Well, here is a hot-button story if I’ve ever seen one. Take a look at this headline atop the report at NBCNews.com: “Parishioners defy Chicago Archdiocese, burn rainbow flag in 'exorcism' ceremony.”
Just to give you a hint of how complicated this case is, that headline actually jumps the gun and settles one of the issues that is in dispute. According to parish leaders, the archdiocese ordered the church not to burn the rainbow flag in a ceremony in front of the sanctuary. So parish leaders burned it privately, without a public media show.
One other thing about that headline: It’s crucial to know that this is more than a rainbow flag. This particular flag combined the LGBTQ symbolism with a cross — a move that raised the theological stakes much higher.

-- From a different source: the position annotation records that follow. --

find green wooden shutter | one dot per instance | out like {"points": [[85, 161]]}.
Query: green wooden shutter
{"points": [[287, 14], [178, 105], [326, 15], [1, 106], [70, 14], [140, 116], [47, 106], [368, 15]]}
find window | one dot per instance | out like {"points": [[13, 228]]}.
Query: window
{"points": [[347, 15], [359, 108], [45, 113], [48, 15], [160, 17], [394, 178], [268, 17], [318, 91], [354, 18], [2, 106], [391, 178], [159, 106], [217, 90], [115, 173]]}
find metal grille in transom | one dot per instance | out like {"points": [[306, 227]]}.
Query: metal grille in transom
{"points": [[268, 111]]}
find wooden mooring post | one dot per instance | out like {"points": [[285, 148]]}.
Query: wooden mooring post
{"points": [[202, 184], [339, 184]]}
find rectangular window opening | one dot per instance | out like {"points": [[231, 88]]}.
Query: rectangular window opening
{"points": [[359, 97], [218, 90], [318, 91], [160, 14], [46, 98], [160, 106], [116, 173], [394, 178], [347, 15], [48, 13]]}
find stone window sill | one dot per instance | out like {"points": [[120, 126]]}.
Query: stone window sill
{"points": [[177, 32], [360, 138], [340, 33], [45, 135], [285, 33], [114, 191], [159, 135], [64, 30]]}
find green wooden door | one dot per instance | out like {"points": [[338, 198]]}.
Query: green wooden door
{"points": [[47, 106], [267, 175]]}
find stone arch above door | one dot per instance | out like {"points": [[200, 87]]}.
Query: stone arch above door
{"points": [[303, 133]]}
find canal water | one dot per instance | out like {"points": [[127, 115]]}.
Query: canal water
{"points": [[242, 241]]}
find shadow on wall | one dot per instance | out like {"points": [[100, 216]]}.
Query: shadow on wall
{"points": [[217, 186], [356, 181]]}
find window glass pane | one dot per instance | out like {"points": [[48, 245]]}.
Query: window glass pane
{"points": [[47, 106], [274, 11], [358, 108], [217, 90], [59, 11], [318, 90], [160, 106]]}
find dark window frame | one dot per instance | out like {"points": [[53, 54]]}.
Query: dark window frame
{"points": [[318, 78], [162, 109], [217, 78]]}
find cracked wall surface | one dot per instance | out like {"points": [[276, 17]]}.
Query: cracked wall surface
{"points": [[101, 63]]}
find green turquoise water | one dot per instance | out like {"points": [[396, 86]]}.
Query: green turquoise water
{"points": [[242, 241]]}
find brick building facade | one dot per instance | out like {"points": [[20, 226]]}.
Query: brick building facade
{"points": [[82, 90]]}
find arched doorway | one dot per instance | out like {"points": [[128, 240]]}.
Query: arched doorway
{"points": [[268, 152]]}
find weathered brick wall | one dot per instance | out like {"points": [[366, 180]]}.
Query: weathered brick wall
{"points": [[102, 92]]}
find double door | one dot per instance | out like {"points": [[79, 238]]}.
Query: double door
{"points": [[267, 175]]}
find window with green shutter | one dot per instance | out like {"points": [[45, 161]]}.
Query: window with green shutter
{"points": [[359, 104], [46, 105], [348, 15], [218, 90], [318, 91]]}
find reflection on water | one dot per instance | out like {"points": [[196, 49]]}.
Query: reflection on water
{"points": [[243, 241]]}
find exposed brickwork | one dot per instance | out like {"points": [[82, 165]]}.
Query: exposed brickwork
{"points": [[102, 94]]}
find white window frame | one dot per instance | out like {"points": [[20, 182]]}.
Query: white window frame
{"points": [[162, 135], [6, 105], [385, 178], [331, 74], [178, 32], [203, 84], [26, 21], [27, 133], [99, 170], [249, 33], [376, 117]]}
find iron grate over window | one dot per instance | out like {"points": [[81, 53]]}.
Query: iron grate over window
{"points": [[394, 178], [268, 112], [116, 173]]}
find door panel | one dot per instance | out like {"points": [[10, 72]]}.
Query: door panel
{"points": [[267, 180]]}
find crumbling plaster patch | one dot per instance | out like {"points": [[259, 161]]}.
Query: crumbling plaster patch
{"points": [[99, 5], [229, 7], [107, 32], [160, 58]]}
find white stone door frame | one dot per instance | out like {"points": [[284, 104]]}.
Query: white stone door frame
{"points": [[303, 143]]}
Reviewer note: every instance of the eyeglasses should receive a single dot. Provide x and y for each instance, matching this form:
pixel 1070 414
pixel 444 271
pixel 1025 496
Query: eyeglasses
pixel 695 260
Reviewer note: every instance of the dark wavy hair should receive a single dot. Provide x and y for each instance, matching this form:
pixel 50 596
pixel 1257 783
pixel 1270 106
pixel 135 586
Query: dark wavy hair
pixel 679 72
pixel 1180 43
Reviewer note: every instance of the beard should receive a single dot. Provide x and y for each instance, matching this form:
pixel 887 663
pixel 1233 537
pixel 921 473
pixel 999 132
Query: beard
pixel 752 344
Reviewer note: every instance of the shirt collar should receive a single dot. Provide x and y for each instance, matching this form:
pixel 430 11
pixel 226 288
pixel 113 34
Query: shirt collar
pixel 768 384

So let’s look at a few key sections of this story. Here’s the overture:
In a church bulletin posted this month, the Rev. Paul Kalchik, a Roman Catholic priest at Resurrection Parish in Chicago, announced that he would burn a rainbow pride flag that had once been prominently displayed at the church.
“On Saturday, September 29, the Feast of Saint Michael, Gabriel and Raphael, we will burn, in front of the church, the rainbow flag that was unfortunately hanging in our sanctuary during the ceremonial first Mass as Resurrection parish,” Kalchik, who joined the church 11 years ago, wrote.
A footnote on his announcement stated, “US Church homosexual scandal is a sequel to the story of Sodom and Gomorrah.”
A bit of translation: Obviously, at one point in its history, this parish was on the left side of the American Catholic spectrum. The flag, for example, was prominently displayed during a Mass led by the late Cardinal Joseph Bernardin, a leader whose memory is cherished by gay and progressive Catholics.